For a few months Suricata has been able to calculate the MD5 checksum of files it sees in HTTP streams. Regardless of extraction to disk, the MD5 could be calculated and logged. Martin Holste created a set of very cool scripts to use the logged MD5 to look it up at VirusTotal and some other similar services. This is done outside of Suricata. One thing I have been wanting to try is matching against these MD5′s in Suricata itself.
In the recent 1.3beta2 release, I’ve added a first attempt at this. The current support is crude but works. I’ve added a rule keyword, called “filemd5″.

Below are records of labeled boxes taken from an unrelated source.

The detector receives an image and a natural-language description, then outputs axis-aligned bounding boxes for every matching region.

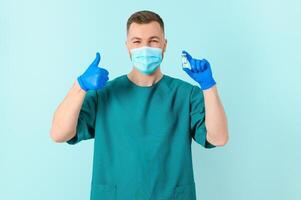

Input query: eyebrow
[131,36,160,41]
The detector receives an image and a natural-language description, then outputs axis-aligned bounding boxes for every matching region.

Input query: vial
[182,53,190,69]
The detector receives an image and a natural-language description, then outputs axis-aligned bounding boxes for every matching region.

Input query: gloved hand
[77,52,109,92]
[182,51,216,90]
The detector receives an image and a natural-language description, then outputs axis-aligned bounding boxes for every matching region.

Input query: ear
[163,39,167,52]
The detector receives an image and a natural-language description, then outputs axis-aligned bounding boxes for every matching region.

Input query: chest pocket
[134,182,196,200]
[174,183,196,200]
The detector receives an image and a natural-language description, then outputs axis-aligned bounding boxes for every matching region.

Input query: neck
[127,67,163,86]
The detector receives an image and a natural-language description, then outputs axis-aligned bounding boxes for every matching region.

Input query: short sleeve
[190,85,216,148]
[66,90,98,144]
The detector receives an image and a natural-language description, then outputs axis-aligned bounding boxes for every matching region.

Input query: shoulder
[165,75,199,92]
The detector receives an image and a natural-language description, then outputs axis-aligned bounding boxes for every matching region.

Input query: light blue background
[0,0,301,200]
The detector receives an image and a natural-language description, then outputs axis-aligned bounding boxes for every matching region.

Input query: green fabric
[67,74,215,200]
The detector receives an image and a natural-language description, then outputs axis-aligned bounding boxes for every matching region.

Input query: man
[50,11,228,200]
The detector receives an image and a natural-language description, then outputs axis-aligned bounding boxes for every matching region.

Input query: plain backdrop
[0,0,301,200]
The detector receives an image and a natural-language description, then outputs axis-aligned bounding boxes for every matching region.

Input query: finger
[91,52,100,66]
[182,50,193,62]
[99,67,109,76]
[190,59,198,72]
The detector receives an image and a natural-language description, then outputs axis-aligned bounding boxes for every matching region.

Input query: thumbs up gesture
[77,52,109,92]
[182,51,216,90]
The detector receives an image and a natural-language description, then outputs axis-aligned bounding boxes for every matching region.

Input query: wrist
[198,78,216,90]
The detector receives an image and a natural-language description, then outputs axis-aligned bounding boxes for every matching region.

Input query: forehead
[127,21,163,39]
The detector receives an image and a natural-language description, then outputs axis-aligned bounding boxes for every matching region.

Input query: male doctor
[50,11,229,200]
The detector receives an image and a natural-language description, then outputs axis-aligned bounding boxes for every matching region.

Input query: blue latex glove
[182,51,216,90]
[77,52,109,92]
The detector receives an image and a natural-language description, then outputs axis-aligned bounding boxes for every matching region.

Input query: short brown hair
[126,10,164,33]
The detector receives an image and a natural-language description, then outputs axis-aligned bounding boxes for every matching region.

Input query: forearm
[203,85,229,146]
[50,81,86,142]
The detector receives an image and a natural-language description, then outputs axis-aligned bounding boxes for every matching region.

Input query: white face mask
[130,46,162,74]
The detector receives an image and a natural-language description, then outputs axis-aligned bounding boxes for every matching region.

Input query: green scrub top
[67,74,216,200]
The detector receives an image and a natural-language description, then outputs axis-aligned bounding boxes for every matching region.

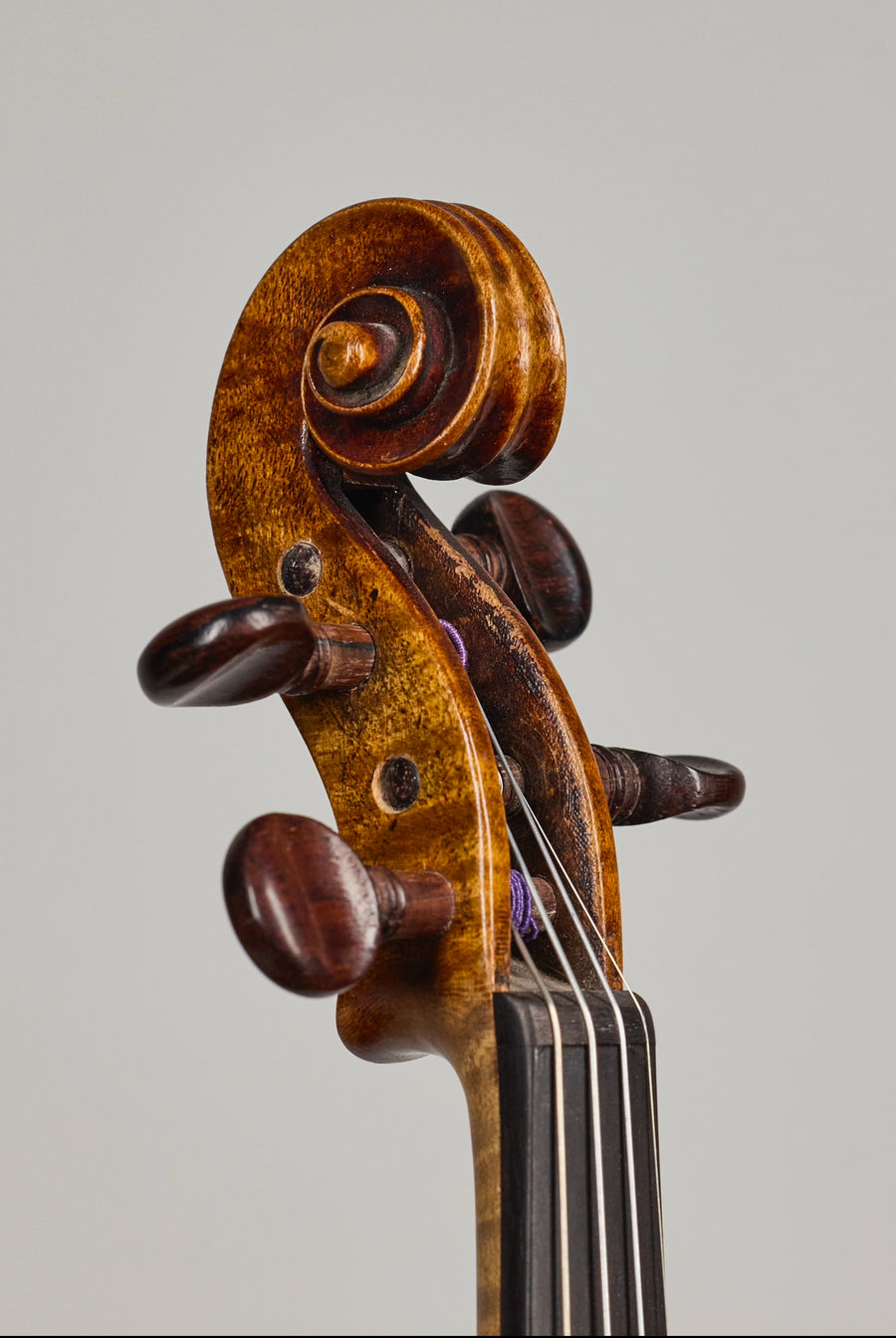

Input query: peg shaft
[136,595,375,707]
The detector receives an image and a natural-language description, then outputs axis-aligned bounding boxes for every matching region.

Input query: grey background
[0,0,896,1334]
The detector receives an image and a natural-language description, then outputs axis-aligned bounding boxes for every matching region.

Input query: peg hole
[280,544,324,599]
[373,756,420,813]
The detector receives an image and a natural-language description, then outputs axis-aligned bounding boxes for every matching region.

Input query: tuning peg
[136,595,375,707]
[452,491,591,650]
[223,813,455,996]
[591,744,747,827]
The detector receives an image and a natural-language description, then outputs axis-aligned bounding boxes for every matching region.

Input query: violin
[137,199,744,1334]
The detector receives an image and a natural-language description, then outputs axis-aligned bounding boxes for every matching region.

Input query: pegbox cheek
[297,201,564,483]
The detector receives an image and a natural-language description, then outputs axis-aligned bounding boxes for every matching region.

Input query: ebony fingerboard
[495,992,666,1335]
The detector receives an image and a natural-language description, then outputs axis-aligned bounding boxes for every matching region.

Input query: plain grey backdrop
[0,0,896,1334]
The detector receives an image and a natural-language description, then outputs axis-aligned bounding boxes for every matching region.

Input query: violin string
[511,925,572,1335]
[480,722,644,1334]
[508,823,614,1335]
[513,796,666,1283]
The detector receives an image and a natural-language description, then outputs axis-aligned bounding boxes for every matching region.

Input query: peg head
[223,813,455,996]
[223,813,382,996]
[452,491,591,650]
[592,744,747,827]
[136,595,375,707]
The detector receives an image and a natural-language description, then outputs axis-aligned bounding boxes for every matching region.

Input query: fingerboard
[495,989,666,1335]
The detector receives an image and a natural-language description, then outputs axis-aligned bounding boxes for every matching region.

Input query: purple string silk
[439,618,467,669]
[439,618,538,944]
[511,868,538,944]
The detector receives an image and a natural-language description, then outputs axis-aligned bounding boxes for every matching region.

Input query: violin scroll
[235,199,565,483]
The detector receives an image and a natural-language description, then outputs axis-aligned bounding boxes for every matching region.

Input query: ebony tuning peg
[136,595,375,707]
[591,744,747,827]
[452,491,591,650]
[223,813,455,996]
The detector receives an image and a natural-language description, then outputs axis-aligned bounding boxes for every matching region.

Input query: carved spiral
[216,199,565,483]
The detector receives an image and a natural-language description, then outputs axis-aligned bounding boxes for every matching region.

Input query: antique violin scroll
[137,199,744,1334]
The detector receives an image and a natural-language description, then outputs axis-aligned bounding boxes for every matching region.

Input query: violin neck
[495,989,666,1334]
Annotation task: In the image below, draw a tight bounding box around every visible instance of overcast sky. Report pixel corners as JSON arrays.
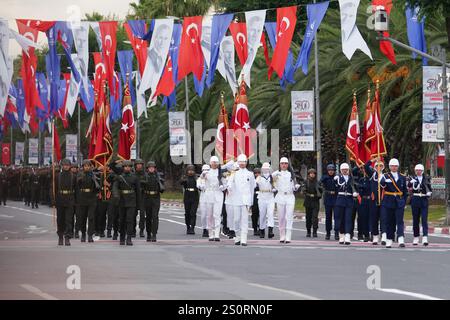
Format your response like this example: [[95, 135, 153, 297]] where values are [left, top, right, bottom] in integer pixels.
[[0, 0, 133, 56]]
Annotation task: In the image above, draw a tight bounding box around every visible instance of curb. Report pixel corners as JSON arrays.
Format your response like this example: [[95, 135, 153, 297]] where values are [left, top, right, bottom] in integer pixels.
[[161, 201, 450, 235]]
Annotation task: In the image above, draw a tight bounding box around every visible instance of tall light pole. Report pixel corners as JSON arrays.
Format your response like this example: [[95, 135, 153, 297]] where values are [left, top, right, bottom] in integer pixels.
[[375, 10, 450, 225]]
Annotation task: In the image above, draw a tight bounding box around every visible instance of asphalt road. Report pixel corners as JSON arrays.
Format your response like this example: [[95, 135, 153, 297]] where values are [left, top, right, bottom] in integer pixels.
[[0, 202, 450, 300]]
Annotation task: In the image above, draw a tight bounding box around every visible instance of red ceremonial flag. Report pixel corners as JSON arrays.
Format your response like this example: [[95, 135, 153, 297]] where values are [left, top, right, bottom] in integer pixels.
[[155, 55, 176, 98], [117, 81, 136, 160], [52, 121, 62, 163], [370, 84, 387, 159], [345, 94, 364, 165], [178, 16, 205, 81], [2, 143, 11, 166], [98, 21, 117, 96], [93, 90, 113, 166], [372, 0, 397, 64], [231, 80, 256, 158], [123, 22, 148, 76], [268, 6, 297, 79], [229, 22, 248, 66]]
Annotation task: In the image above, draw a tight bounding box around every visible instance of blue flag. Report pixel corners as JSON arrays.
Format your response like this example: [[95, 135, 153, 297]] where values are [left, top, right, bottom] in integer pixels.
[[117, 50, 136, 106], [127, 20, 146, 39], [45, 26, 61, 113], [16, 79, 25, 128], [264, 22, 295, 89], [405, 6, 428, 66], [162, 23, 182, 111], [294, 1, 330, 74], [206, 14, 233, 88]]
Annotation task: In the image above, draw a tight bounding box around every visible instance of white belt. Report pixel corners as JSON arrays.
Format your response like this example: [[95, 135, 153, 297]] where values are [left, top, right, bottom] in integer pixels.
[[413, 193, 427, 197]]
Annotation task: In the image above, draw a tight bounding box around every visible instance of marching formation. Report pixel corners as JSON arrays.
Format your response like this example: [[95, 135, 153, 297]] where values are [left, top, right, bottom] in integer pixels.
[[0, 154, 432, 248]]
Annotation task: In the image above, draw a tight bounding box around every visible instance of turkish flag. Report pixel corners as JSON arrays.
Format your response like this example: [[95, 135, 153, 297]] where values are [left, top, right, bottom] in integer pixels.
[[345, 96, 364, 165], [117, 83, 136, 160], [231, 81, 256, 158], [372, 0, 397, 64], [268, 6, 297, 79], [99, 21, 117, 96], [2, 143, 11, 166], [229, 22, 248, 66], [123, 22, 148, 76], [178, 16, 205, 81]]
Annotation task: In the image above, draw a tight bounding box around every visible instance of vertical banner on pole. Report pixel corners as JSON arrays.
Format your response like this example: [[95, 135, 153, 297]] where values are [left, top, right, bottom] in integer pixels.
[[66, 134, 78, 163], [28, 138, 39, 164], [422, 66, 444, 142], [291, 90, 315, 151], [44, 137, 52, 165], [169, 111, 187, 157], [14, 142, 25, 166], [2, 143, 11, 166]]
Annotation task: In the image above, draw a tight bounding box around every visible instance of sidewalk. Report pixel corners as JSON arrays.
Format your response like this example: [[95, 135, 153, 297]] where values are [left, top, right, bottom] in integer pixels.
[[161, 200, 450, 236]]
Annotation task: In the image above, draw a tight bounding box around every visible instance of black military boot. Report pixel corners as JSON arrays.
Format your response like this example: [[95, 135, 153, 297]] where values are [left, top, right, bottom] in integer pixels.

The keyword opens the file “filename” from your rule directory and loads it’s content. It expects a heximal MD5 per line:
Any extra info on a line is ignored, so the output of md5sum can be used safely:
At start up, Suricata will tell you how much memory the hash table uses. The hash table is quite compact. It uses hash_rows * 4 + md5′s * 16 bytes. For 20155064 MD5′s it uses a bit more than 300mb:
 9/6/2012 -- 08:40:44 - (detect-filemd5.c:264) (DetectFileMd5Parse) -- MD5 hash size 324578208 bytes
Performance so far seems to be great. I’ve been testing with 20 million MD5′s and so far I’m not seeing any significant performance impact. The dedicated data structures I created for it seem to hold up quite nicely. Right now the only slow down I see is at start up, where it adds a few seconds. The data structure is currently limited to 32 bit, so a 4GB table. This should allow ~250 million MD5′s, although I haven’t tested that.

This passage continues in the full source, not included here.